In this article from Guns.com, Jeff Wood looks at FN’s FS200 Bullpup rifle in 5.56 NATO.
Fun With the FS2000
The FS2000 is a 5.56 NATO carbine designed for military and police use. The rifle uses a 17.5-inch barrel tucked deep into its bullpup chassis to shorten the platform. The gun uses Stanag pattern magazines, but as far as I can tell only works with the metal GI type.
The action uses a short-stroke gas piston, a rotating bolt, and an interesting forward ejecting system to make this bullpup truly ambidextrous. With the action next to the face, it would be unpleasant to have brass ejecting out the side if you are left-handed.
The FS2000 has a unique look that has earned it several nicknames such as the “tactical tuna.” Like the other FN bullpup, the P90, the FS2000 features an ambidextrous safety. A small disc located at the bottom of the trigger guard can be rotated from either side with the trigger finger to engage or disengage the safety.
The charging handle is located on the front left side of the rifle and uses a claw detent to keep it in place. The bolt does not lock back on the last round, so there isn’t a bolt release.
Perhaps the most interesting feature of the rifle is at the breech. Since the chamber end of the barrel is deeply covered inside the rifle, there is a spring-loaded trap door just in front of the cheek rest that the operator can open to see the breech and clear any malfunctions.
The rifle features a great deal of sealing designs to prevent the ingress of debris into the rifle. All points of ingress have their own way of closing off, such as gaskets in the mag well and a closed ejection port.
The rifle weighs in just shy of 8 pounds at 7.9 pounds, and overall length is 29.25 inches. The compact size of the rifle promises to give the user more maneuverability and mobility in action.
Let’s See It!
When I opened the box containing the FS2000, I was surprised to find that it had been shipped with both the original foregrip panels and a Picatinny-railed foregrip to accept other accessories. The vertical grip gave better purchase for me than the traditional smooth forearm panels, so I left it installed for the purposes of the review.

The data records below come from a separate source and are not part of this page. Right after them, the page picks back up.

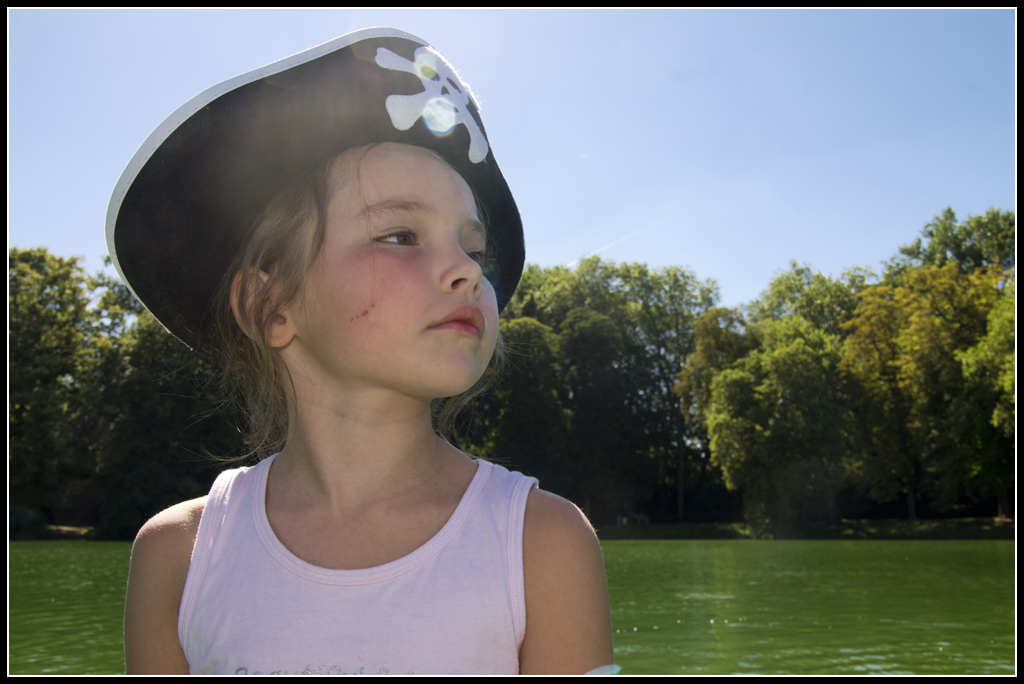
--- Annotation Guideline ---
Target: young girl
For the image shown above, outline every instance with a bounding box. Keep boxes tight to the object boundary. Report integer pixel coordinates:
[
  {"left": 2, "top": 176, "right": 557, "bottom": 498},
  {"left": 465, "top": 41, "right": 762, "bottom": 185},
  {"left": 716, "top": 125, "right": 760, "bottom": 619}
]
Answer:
[{"left": 106, "top": 29, "right": 612, "bottom": 674}]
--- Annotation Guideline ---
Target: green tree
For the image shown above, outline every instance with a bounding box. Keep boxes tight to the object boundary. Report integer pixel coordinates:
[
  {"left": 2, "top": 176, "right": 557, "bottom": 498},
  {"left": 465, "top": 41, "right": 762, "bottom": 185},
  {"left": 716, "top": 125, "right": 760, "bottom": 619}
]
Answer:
[
  {"left": 750, "top": 261, "right": 870, "bottom": 335},
  {"left": 886, "top": 207, "right": 1017, "bottom": 285},
  {"left": 844, "top": 261, "right": 1013, "bottom": 519},
  {"left": 673, "top": 308, "right": 760, "bottom": 518},
  {"left": 7, "top": 248, "right": 92, "bottom": 515},
  {"left": 94, "top": 311, "right": 235, "bottom": 539},
  {"left": 958, "top": 279, "right": 1017, "bottom": 518},
  {"left": 471, "top": 317, "right": 578, "bottom": 497},
  {"left": 707, "top": 315, "right": 847, "bottom": 536}
]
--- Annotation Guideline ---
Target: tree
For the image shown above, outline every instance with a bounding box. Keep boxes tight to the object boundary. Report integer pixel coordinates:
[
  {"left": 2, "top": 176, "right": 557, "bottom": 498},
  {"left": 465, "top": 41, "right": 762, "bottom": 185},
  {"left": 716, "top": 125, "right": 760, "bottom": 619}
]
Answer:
[
  {"left": 94, "top": 311, "right": 235, "bottom": 539},
  {"left": 750, "top": 261, "right": 870, "bottom": 335},
  {"left": 673, "top": 308, "right": 760, "bottom": 517},
  {"left": 7, "top": 248, "right": 92, "bottom": 515},
  {"left": 844, "top": 261, "right": 1013, "bottom": 519},
  {"left": 470, "top": 317, "right": 578, "bottom": 497},
  {"left": 707, "top": 315, "right": 847, "bottom": 536},
  {"left": 958, "top": 280, "right": 1017, "bottom": 518},
  {"left": 886, "top": 207, "right": 1017, "bottom": 285}
]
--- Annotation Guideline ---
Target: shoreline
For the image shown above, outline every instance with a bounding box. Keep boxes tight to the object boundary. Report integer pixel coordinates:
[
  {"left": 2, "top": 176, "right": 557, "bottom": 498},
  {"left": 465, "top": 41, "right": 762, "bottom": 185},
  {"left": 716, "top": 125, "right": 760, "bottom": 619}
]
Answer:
[{"left": 597, "top": 518, "right": 1016, "bottom": 542}]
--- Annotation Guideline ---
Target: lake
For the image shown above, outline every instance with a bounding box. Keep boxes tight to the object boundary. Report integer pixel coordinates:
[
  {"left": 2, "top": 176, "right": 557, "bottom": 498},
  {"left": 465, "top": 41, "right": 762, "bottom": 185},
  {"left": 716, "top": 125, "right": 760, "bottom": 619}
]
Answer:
[{"left": 8, "top": 540, "right": 1016, "bottom": 675}]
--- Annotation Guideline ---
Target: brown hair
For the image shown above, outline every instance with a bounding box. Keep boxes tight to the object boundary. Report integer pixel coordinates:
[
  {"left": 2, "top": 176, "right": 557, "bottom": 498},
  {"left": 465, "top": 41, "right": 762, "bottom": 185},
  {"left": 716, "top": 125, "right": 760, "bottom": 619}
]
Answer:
[{"left": 212, "top": 145, "right": 505, "bottom": 461}]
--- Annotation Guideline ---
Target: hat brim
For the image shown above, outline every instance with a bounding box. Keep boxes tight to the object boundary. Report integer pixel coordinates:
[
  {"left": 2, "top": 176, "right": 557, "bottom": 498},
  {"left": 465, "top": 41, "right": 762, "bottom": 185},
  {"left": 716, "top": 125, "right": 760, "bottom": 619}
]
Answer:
[{"left": 106, "top": 29, "right": 524, "bottom": 347}]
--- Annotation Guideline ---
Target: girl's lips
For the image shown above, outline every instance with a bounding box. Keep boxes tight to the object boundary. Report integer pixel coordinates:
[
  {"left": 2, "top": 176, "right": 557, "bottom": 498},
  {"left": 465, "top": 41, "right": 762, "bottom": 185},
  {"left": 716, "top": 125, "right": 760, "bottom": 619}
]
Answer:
[{"left": 430, "top": 304, "right": 485, "bottom": 337}]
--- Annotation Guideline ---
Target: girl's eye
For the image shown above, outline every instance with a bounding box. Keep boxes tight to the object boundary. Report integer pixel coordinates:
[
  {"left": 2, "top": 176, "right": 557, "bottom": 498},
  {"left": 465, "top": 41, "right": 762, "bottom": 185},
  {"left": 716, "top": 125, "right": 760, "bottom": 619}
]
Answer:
[{"left": 378, "top": 230, "right": 416, "bottom": 245}]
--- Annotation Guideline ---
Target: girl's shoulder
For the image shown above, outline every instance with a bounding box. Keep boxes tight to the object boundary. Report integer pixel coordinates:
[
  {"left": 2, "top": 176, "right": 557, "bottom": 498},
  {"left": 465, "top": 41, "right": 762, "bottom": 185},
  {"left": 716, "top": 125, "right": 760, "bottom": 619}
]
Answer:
[
  {"left": 519, "top": 488, "right": 612, "bottom": 675},
  {"left": 125, "top": 497, "right": 207, "bottom": 674}
]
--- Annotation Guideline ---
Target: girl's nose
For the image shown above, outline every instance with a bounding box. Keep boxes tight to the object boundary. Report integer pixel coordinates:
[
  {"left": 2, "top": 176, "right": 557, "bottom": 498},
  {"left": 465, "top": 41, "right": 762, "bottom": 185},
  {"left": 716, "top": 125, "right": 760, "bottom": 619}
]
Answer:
[{"left": 440, "top": 246, "right": 483, "bottom": 295}]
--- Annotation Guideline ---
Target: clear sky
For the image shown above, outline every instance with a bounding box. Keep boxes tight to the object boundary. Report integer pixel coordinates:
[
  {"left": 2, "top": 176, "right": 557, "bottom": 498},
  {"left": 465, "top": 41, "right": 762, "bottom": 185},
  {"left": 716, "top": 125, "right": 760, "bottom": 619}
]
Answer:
[{"left": 7, "top": 9, "right": 1017, "bottom": 306}]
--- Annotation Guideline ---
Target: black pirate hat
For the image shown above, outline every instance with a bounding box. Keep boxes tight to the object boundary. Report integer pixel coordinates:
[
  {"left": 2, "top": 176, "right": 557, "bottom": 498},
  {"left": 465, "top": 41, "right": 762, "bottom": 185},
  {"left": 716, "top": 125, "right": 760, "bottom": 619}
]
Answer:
[{"left": 106, "top": 29, "right": 524, "bottom": 347}]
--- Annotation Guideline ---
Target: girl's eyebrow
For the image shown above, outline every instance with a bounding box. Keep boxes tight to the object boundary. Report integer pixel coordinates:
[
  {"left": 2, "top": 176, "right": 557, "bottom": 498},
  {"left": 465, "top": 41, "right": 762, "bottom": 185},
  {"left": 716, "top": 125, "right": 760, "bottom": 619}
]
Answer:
[{"left": 356, "top": 200, "right": 487, "bottom": 238}]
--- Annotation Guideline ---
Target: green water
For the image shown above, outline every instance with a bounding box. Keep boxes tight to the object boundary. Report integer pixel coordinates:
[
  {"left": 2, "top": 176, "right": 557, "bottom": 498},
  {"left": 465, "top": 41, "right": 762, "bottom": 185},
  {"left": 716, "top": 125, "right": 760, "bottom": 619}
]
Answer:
[
  {"left": 602, "top": 541, "right": 1015, "bottom": 675},
  {"left": 7, "top": 542, "right": 131, "bottom": 675},
  {"left": 8, "top": 541, "right": 1016, "bottom": 675}
]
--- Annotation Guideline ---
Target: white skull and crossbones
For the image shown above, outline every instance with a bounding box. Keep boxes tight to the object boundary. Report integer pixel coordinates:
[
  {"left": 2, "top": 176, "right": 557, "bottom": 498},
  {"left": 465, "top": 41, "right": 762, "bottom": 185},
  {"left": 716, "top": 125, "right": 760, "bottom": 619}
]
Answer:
[{"left": 376, "top": 46, "right": 488, "bottom": 164}]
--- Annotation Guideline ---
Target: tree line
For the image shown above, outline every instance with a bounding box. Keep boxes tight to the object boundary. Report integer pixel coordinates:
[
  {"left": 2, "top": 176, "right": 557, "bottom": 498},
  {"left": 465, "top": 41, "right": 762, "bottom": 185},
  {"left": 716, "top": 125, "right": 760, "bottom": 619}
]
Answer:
[{"left": 8, "top": 205, "right": 1016, "bottom": 539}]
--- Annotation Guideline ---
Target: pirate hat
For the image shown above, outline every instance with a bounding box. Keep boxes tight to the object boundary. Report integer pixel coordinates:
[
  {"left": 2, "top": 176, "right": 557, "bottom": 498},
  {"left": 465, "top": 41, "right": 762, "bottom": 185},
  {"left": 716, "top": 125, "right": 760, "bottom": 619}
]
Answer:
[{"left": 106, "top": 29, "right": 524, "bottom": 347}]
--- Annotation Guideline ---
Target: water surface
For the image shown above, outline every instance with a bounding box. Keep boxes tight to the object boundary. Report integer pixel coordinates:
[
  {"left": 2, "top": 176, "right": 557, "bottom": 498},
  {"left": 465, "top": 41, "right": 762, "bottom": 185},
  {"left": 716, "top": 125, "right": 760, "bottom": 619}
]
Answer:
[
  {"left": 8, "top": 541, "right": 1015, "bottom": 675},
  {"left": 602, "top": 540, "right": 1015, "bottom": 675}
]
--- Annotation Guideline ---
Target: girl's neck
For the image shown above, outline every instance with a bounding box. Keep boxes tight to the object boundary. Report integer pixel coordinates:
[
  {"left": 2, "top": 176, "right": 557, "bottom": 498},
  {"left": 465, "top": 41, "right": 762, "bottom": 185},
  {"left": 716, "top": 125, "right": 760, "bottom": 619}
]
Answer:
[{"left": 270, "top": 385, "right": 472, "bottom": 511}]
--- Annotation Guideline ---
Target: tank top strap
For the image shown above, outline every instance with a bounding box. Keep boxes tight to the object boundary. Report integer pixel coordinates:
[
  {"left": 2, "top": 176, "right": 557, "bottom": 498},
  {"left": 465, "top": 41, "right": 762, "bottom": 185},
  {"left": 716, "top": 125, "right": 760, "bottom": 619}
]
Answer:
[{"left": 178, "top": 454, "right": 268, "bottom": 651}]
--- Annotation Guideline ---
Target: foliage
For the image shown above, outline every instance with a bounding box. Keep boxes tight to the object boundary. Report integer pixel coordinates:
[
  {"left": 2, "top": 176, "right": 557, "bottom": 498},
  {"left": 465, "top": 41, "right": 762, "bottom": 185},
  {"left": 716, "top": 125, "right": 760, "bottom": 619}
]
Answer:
[
  {"left": 750, "top": 261, "right": 870, "bottom": 335},
  {"left": 844, "top": 261, "right": 1013, "bottom": 519},
  {"left": 707, "top": 315, "right": 847, "bottom": 536},
  {"left": 886, "top": 207, "right": 1017, "bottom": 284},
  {"left": 959, "top": 279, "right": 1017, "bottom": 441},
  {"left": 7, "top": 248, "right": 93, "bottom": 510}
]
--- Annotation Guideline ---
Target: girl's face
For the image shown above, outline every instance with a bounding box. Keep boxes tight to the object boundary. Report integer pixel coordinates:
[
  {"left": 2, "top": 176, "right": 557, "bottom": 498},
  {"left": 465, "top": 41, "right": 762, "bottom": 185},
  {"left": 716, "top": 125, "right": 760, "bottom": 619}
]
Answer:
[{"left": 281, "top": 143, "right": 498, "bottom": 400}]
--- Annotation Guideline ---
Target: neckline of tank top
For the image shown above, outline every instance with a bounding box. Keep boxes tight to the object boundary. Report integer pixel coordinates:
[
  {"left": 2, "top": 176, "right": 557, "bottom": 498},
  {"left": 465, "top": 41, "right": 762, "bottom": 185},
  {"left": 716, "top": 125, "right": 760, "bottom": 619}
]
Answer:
[{"left": 245, "top": 454, "right": 494, "bottom": 585}]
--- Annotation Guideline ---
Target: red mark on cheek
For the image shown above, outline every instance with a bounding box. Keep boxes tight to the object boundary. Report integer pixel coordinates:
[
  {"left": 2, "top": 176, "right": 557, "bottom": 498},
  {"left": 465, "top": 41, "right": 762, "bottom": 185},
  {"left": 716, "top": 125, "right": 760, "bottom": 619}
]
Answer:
[{"left": 348, "top": 302, "right": 377, "bottom": 323}]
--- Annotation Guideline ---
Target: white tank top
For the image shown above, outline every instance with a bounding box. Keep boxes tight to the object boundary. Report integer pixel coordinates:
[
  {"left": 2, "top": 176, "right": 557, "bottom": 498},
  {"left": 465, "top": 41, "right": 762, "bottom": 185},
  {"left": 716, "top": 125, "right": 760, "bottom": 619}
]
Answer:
[{"left": 178, "top": 457, "right": 537, "bottom": 675}]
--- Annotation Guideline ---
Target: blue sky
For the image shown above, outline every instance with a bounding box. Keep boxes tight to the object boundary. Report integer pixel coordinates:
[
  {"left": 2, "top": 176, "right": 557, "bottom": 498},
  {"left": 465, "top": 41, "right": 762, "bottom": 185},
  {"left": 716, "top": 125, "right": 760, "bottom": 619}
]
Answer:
[{"left": 8, "top": 9, "right": 1016, "bottom": 306}]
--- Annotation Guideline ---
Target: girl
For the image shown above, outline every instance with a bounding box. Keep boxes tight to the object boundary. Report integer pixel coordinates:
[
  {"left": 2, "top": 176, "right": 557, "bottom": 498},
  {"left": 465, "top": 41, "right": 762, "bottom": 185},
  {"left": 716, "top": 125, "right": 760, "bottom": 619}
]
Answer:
[{"left": 106, "top": 29, "right": 612, "bottom": 674}]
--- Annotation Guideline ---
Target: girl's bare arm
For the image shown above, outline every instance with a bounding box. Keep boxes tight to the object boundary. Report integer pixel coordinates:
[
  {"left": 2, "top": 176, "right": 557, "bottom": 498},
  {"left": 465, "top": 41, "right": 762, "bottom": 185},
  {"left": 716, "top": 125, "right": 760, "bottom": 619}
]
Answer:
[
  {"left": 519, "top": 489, "right": 612, "bottom": 675},
  {"left": 125, "top": 497, "right": 206, "bottom": 675}
]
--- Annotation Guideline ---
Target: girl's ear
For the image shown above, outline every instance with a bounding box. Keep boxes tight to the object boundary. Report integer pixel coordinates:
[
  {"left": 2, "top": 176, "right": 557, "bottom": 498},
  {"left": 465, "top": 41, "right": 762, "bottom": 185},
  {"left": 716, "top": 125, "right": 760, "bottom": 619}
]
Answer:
[{"left": 231, "top": 269, "right": 295, "bottom": 349}]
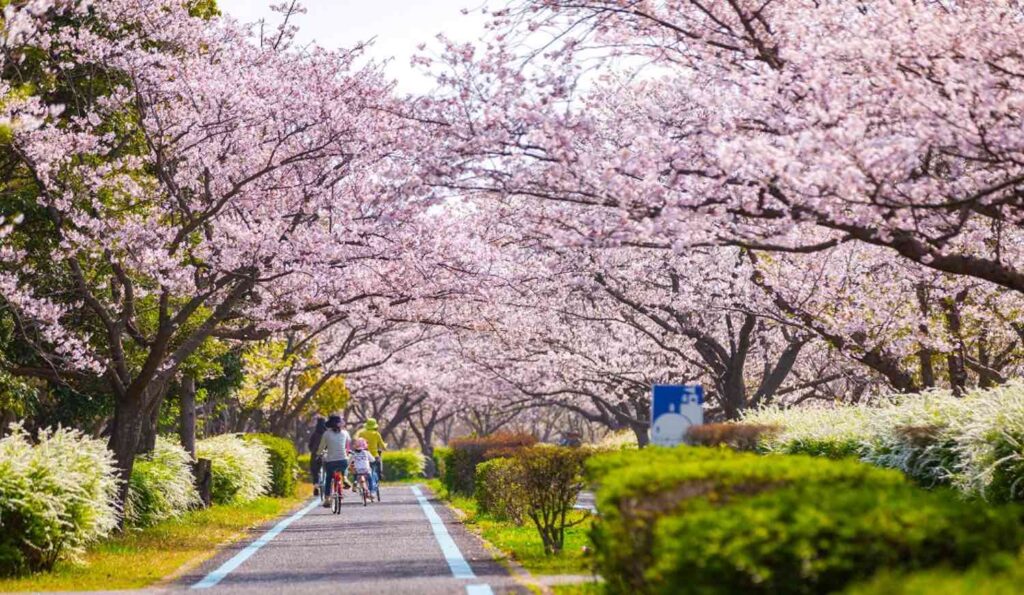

The gun seemed lighter than I expected, but I think that’s because it appears bigger and bulkier than it should be. There seems to be a lot of empty space inside. As I lifted the gun to my shoulder, I was surprised by two things. First, I enjoyed the feel of the rifle much more than expected based on my experience with the PS90. And second, it felt rather bulky compared to similar firearms, whether bullpup or conventionally configured.
FS2000 for Sale
Where to Find Yours
I ran the charging handle a few times to get a feel for the rifle. I have grown to like the feel of metal and polymers functioning in unison. The FS2000 felt smooth and locked up tight. I gave the trigger a few squeezes to see how it felt. I’ve felt a few bullpup triggers in my day, and this one was not too shabby. There are certainly better triggers, but this one was serviceable.
I gave the remaining controls a once-over. I didn’t care for the safety much – which, again, was no surprise. The mag release is another curious design. It’s a button just in front of the magazine well that you can depress with the edge of your hand while gripping the magazine. It is pleasant to use if you are stripping the mag with intent to retain it, but if you are reloading a fresh mag, it will slow you down. It requires you to strip the mag with your support hand, then grab a fresh mag to insert.
The muzzle of the 17.5-inch barrel is pinned – eye roll – with a muzzle brake, which is not my preference. The gas block has two settings I would have loved to try with a suppressor, but I guess that’ll only happen in my dreams.
- Barrel length: 17.5 inches
- Overall length: 29.25 inches
- Weight: 7.9 pounds
- Caliber: 5.56x45mm NATO/.223 Rem
- Magazine: 30-round detachable box magazine
- Action: Semi-auto short-stroke gas piston system with rotating bolt
- Barrel: Cold hammer-forged, chrome-lined, with ported muzzle brake
- Controls: Left-side charging handle, ambidextrous controls
- Ejection: Unique forward-firing system
It was time to install a red dot and get this thing to the range. Once upon a time, the FS2000 was available with a 1.6X sight attached. The pictures alone made me shudder, so I’m glad I had my own. I dropped a simple Vortex red dot onto the rifle. After gathering up some ammunition, I was on my way to the range.
It had been a minute since I’d loaded some old metal GI mags, but it felt nostalgic. I loaded the magazines with some PMC Bronze 55-grain ammo and began firing my first magazine. A handful of rounds in, the rifle stopped. That old familiar feeling of the bolt not going into battery told me something was up.